Central America's Banana

Bananas, one of man's oldest cultivated crops, now becomes man's most highly modernized agriculture. Long rated as grubstake for the tropical tramp, the banana awakes to find itself the speediest and most highly mechanized of all major harvests, a harvest which marks the ultimate wedding and welding of agriculture with transportation, requires an average outfitting of about two tons of machinery and equipment per producing acre plus more man-hours of labor to the acre than any other principal crop of the modern world.

Even in the languorous tropics manna is no longer to be had for the easy taking. "Banana gold" can no longer be lifted from luxuriant earth without huge investments of toil, sweat, and cash. New and colossal mechanization of banana lands vociferously defies the credo that new machines must inevitably rob men of jobs. Actually it almost doubles requirements for human labor, quadruples tropical wage scales, calls for about 250 different trades and professions, and remakes Central America's "Banana Republics" into Elysiums of employment where there are frequently more jobs than men to fill them. Banana shipments help materially to maintain and operate much of the railroad mileage of the American tropics and most of the highways, bridges, levees, and drainage systems of Central America.

Banana planting happily defies all horticultural precedence. Farm crews clear the underbrush from the jungle and bury the bulbous roots in rows of shallow holes, spaced fourteen to eighteen feet apart. Then timber crews attack the jungle forests with axes, slash all timber and vegetation, leaving them to rot and further enrich the soil. All told, the banana game is one of first frontiers. In a sense it is a glorified and superpictorial version of our own roughand-tumble agrarian West of a century ago. It flaunts apparent extravagances, slays and sometimes wastes timber by uncounted billions of feet, shouts loudly, spits and cusses, and changes macheteswinging mozos, aristocratic professionals, beachcombers, tropical tramps and venturesome North Americans to companion jungle busters, democrats of an incredible world wherein yesterday plunges into tomorrow.

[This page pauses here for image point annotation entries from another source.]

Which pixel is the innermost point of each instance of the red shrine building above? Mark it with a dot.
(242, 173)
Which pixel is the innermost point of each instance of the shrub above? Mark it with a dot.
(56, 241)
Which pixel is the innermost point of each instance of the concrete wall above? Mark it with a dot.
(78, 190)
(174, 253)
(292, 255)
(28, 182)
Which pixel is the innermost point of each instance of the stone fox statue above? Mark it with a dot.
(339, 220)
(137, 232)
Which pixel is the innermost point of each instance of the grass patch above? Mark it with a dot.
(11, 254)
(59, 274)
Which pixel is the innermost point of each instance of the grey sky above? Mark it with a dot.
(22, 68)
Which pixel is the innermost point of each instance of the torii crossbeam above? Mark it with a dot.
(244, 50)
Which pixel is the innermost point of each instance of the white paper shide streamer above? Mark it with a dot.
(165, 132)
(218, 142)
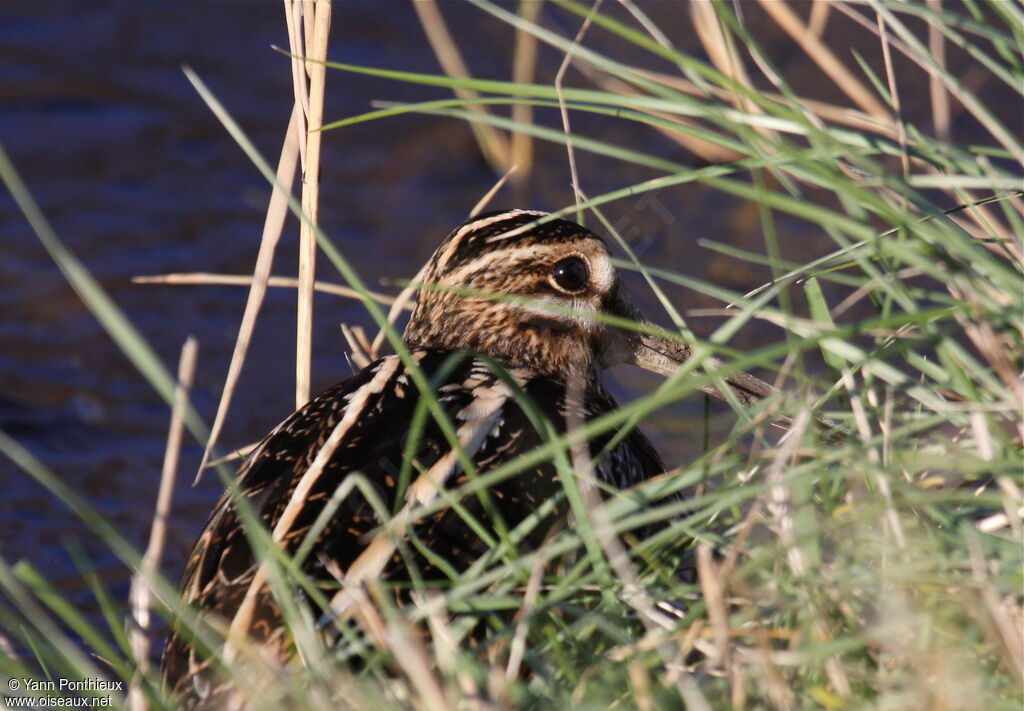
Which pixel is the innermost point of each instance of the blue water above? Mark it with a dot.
(138, 177)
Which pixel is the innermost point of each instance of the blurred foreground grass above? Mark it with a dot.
(882, 571)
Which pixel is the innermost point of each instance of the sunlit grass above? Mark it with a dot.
(881, 570)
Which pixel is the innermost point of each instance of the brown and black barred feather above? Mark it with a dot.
(556, 276)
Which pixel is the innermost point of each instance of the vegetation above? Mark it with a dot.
(877, 570)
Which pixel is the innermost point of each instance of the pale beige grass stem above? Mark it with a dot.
(272, 225)
(723, 53)
(843, 116)
(494, 144)
(823, 56)
(523, 71)
(940, 98)
(140, 594)
(310, 193)
(894, 97)
(207, 279)
(971, 102)
(559, 78)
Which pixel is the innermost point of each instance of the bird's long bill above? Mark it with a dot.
(664, 356)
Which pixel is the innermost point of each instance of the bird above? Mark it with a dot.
(514, 307)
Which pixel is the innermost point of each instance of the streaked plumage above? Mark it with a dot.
(456, 334)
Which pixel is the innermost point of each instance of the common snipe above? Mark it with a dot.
(501, 290)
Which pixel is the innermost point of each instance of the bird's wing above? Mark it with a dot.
(359, 425)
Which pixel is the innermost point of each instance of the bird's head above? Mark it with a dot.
(531, 296)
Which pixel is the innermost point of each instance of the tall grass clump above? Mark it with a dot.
(873, 562)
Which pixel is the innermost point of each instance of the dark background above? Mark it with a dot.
(138, 177)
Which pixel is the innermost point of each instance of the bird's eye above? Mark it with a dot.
(570, 274)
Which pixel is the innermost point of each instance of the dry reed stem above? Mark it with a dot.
(843, 116)
(819, 17)
(272, 225)
(722, 51)
(816, 49)
(310, 197)
(207, 279)
(140, 594)
(293, 17)
(523, 70)
(559, 77)
(894, 96)
(494, 144)
(940, 98)
(975, 107)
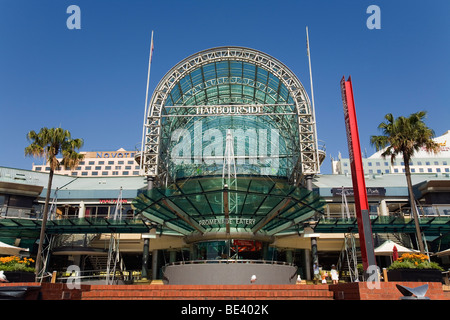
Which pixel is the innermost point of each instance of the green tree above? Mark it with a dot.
(403, 136)
(51, 144)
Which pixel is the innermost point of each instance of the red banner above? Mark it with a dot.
(359, 183)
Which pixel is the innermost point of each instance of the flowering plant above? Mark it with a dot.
(414, 261)
(13, 263)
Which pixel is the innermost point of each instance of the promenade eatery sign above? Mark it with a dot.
(229, 139)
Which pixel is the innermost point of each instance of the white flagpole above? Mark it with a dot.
(313, 112)
(146, 101)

But the crop of supreme paradoxes shapes paradoxical frontiers. Banana lands, not free for the taking, are fantastically expensive in money and toil. Banana harvests blandly contradict innumerable credos of botany, philosophy, pathology, economics, and mathematics.
The banana's "scientific name" is Musa sapientum--fruit of the wise men. The Koran calls it the Tree of Paradise. But the banana doesn't grow on a tree. It is the harvest of the largest terrestrial plants completely lacking a woody stem; a semibulbous plant with a leaf structure somewhat similar to that of the ordinary garden canna; the true stem, or rhizome, is underground.

It is a harvest that grows upside down, since the weight of the heavy cluster soon points the bearing stem toward the ground. It is a crop that cannot be ripened successfully on the plant. Hollywood to the contrary, there is no epicurean joy about plucking ripe bananas direct from the bush. The harvest must be cut green, since in final processes of plant ripening natural flavor is destroyed and the "fingers," or individual bananas, split, exposing the edible pulp to insects and decay.